Co-flow jet control for strong turbulence over an airfoil based on deep reinforcement learning and attention mechanism

Low-altitude unmanned aerial vehicles (UAVs) often encounter strong turbulence during flight, such as gusts, leading to operational instability. To ensure stable flight of low-altitude UAVs, deep reinforcement learning (DRL) and co-flow jet (CFJ) control are utilized. This paper proposes DRL-based and attention-based CFJ control to obtain appropriate control strategies for a CFJ airfoil in strong turbulence, achieving lift stabilization, lift enhancement, drag reduction, and maintaining jet energy, while improving the visual explanation of intelligent flow control. The cylinder wake flow is used to simulate the actual unsteady working environment of low-altitude UAVs at the Reynolds number of 2.6 × 10⁶. Based on the deep deterministic policy gradient algorithm, first, utilizing the standard fully connected neural network with lift stabilization and enhancement as control objectives, generalization is applied to different initial unsteady flow fields, reducing the standard deviation and increasing the average of the lift coefficient by 74% and 87%, respectively.
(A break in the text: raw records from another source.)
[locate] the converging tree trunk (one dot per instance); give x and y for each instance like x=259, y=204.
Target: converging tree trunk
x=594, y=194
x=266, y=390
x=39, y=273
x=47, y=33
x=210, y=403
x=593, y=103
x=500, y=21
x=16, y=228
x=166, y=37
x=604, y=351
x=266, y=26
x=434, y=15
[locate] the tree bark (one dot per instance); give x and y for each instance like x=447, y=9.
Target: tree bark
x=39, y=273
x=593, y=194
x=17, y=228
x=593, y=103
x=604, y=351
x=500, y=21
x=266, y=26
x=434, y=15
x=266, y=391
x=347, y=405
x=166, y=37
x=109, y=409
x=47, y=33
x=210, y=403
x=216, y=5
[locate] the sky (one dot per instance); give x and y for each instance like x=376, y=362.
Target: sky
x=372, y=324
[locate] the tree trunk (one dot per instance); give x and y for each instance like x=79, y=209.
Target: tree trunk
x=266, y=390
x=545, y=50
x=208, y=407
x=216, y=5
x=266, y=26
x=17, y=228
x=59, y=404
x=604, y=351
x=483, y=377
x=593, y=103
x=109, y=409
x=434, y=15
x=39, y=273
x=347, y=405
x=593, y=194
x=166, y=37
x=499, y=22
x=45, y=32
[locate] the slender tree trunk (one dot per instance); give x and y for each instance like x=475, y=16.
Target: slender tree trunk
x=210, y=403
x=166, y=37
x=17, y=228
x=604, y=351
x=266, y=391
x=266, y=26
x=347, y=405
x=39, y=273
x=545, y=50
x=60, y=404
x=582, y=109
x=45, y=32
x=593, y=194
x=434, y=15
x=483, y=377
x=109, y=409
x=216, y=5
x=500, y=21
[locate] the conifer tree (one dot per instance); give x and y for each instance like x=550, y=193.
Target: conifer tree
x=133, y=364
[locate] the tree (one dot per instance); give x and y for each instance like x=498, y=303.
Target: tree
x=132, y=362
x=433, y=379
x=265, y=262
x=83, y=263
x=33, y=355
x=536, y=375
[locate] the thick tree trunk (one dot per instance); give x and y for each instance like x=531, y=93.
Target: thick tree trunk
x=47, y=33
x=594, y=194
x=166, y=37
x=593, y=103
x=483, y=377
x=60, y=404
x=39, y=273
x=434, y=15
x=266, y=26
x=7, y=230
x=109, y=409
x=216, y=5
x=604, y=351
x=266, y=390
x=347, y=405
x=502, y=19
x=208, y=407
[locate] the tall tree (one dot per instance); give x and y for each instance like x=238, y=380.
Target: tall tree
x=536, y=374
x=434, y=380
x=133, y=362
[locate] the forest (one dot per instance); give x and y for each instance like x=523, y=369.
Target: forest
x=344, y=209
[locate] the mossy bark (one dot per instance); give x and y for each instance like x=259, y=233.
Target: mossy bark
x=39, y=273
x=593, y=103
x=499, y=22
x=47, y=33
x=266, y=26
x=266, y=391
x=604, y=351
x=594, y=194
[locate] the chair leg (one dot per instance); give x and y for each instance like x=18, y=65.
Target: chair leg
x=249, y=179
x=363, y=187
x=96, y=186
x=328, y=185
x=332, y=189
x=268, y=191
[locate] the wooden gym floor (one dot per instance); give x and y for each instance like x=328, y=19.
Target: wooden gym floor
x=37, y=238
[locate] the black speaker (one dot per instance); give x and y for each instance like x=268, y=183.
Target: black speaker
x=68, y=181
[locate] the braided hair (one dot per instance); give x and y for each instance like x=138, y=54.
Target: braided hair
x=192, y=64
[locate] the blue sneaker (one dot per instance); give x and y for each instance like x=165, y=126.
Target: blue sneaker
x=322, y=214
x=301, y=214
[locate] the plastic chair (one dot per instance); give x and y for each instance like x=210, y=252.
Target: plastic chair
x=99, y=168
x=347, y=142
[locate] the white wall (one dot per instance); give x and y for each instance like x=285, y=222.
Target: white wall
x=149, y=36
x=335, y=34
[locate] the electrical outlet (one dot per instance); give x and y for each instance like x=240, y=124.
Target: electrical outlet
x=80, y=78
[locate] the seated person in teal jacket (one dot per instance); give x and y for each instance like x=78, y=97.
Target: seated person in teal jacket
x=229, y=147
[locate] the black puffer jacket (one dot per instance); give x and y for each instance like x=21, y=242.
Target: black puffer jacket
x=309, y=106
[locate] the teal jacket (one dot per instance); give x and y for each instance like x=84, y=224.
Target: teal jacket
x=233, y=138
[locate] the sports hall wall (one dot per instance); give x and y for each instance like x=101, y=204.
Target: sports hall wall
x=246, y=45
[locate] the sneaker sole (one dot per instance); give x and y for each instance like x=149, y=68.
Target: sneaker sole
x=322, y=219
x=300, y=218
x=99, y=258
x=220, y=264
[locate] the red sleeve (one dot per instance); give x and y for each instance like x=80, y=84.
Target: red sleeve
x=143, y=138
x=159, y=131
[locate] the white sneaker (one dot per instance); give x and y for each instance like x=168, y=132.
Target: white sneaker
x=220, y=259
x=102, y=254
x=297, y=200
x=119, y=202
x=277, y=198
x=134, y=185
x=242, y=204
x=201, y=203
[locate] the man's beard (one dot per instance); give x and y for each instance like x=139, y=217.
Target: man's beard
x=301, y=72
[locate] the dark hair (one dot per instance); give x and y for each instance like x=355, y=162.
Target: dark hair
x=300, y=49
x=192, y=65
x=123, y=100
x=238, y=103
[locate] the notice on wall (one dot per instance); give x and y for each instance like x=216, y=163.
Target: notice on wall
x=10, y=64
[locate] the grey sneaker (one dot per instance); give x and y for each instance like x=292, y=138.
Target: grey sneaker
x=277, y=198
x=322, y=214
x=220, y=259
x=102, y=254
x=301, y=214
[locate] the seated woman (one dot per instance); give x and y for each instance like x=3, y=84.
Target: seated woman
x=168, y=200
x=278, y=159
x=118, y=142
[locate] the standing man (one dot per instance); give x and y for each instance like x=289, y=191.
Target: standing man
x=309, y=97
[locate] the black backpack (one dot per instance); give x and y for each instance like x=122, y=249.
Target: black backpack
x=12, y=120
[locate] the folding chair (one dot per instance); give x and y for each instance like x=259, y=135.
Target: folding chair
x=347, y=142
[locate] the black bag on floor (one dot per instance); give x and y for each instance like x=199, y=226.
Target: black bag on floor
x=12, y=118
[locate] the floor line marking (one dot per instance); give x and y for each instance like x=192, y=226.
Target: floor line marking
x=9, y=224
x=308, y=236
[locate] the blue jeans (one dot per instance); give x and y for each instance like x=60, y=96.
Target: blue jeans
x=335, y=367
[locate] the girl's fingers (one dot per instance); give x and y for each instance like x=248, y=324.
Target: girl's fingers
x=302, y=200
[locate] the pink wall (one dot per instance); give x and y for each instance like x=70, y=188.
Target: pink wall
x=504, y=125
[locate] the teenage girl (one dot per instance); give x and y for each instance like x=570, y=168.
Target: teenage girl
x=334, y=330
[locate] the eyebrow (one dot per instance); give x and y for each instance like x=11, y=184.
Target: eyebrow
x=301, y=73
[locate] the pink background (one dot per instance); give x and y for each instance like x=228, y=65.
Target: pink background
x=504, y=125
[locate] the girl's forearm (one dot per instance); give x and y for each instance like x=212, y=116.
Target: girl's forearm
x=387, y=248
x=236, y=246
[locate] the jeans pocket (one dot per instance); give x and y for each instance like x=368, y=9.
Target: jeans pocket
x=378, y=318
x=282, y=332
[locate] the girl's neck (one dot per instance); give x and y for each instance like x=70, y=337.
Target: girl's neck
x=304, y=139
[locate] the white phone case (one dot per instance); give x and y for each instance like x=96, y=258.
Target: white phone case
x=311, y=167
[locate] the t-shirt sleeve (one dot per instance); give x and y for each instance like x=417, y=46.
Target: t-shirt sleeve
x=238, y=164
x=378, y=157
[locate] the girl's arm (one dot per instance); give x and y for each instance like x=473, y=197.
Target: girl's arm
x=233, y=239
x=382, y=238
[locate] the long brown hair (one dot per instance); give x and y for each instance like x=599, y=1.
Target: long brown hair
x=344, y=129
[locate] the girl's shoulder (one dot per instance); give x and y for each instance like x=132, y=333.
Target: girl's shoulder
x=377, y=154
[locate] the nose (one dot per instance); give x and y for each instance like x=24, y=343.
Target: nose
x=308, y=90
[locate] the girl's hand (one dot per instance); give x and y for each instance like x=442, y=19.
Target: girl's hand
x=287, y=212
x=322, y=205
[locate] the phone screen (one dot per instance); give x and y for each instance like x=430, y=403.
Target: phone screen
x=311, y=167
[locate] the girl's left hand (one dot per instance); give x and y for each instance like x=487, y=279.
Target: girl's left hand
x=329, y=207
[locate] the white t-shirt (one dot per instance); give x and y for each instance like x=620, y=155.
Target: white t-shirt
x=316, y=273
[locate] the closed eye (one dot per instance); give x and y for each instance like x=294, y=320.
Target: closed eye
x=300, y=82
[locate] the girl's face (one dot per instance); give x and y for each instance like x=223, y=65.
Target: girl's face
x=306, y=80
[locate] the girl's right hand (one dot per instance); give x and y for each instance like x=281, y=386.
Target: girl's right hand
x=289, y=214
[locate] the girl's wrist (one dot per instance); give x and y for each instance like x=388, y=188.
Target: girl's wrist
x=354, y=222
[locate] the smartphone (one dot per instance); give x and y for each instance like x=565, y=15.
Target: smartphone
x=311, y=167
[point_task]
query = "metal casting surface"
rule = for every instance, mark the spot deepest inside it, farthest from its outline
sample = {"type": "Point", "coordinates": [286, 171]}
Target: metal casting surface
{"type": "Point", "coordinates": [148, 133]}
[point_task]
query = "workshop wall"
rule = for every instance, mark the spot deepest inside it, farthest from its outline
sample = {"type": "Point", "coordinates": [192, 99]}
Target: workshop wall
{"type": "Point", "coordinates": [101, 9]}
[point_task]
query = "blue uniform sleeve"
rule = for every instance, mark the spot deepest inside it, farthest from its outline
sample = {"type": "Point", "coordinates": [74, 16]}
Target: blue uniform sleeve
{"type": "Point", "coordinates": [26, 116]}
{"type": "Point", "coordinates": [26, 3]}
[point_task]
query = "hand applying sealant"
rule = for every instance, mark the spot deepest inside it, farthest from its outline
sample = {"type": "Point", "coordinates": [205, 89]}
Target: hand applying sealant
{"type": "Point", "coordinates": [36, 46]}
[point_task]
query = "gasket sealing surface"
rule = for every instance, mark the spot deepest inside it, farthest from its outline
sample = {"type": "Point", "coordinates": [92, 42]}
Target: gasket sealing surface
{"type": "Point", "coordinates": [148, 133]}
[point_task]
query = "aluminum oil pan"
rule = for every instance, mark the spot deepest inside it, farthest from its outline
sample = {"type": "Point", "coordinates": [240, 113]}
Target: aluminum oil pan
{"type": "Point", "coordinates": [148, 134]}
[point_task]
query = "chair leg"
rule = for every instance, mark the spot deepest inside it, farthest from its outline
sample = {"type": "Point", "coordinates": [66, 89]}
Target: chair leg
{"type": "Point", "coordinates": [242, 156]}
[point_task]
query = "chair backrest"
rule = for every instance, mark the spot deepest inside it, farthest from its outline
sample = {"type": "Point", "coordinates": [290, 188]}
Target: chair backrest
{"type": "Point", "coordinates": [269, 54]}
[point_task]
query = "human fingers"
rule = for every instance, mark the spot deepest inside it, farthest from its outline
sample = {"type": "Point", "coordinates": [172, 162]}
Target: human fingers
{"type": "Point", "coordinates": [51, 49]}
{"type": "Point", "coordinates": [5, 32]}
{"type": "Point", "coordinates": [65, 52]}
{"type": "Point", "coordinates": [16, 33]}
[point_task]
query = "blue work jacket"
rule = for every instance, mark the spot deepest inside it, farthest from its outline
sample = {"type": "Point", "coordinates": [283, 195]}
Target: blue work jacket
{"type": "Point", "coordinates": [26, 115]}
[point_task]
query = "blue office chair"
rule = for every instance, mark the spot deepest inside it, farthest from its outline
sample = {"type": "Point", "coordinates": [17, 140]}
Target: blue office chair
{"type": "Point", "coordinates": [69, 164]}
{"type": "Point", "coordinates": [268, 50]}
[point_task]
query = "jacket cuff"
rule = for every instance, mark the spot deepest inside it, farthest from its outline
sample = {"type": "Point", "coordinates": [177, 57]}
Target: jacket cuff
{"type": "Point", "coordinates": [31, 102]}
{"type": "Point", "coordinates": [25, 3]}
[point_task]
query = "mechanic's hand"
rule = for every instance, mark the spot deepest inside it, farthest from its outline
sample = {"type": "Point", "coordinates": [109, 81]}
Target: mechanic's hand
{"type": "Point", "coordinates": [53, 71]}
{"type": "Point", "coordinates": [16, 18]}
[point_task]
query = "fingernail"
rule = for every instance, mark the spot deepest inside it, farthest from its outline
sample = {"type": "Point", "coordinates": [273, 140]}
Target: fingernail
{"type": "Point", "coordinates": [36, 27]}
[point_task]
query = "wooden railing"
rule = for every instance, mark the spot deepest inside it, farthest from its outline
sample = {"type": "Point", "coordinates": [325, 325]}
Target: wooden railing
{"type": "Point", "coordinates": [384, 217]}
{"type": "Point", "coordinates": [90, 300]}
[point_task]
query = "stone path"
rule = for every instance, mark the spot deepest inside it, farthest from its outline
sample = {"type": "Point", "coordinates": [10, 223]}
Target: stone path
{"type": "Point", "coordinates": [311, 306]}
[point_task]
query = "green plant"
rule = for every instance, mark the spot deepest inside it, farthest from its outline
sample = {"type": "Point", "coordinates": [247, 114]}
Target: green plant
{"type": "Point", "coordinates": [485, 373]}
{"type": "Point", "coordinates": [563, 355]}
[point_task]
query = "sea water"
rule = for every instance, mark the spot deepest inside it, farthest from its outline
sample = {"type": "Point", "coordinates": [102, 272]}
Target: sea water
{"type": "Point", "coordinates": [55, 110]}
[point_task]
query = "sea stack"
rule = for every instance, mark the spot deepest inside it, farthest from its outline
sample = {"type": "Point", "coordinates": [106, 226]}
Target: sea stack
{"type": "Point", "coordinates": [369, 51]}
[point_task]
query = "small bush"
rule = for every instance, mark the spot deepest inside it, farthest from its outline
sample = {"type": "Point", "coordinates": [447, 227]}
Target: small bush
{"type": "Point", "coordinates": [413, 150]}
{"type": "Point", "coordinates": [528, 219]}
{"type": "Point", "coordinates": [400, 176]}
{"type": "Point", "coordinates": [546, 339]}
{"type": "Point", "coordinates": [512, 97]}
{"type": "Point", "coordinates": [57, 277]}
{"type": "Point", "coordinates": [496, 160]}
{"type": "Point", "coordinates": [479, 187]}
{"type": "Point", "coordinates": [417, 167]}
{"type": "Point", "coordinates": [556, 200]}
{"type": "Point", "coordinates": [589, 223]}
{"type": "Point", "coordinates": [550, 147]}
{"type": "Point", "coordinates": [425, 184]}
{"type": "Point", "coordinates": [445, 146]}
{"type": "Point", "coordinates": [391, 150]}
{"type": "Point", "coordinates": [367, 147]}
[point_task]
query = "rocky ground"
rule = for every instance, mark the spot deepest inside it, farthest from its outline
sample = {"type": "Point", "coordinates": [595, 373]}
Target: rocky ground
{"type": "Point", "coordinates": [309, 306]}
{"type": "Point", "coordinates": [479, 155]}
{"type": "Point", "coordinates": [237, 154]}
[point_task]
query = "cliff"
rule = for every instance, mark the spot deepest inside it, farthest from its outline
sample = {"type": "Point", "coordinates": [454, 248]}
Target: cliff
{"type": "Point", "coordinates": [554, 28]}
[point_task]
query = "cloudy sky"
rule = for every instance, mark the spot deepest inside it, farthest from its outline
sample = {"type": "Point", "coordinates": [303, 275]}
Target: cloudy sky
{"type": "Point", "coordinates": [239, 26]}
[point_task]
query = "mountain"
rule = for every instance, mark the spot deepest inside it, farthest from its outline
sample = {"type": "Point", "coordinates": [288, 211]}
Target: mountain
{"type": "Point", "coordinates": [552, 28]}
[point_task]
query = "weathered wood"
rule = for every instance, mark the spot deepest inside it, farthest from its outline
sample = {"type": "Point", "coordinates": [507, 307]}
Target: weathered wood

Then, based on the attention branch network (ABN), while ensuring control effectiveness and generalization performance, the transparency of the agent's decision-making process is improved, showing that the agent primarily focuses on regions with significant pressure changes in the flow field. Finally, based on the ABN, the reward function additionally considers drag and jet energy consumption. The agent is still able to find a reasonable control strategy, achieving the control objective of lift stabilization and a 13% drag reduction, while keeping the jet energy almost unchanged.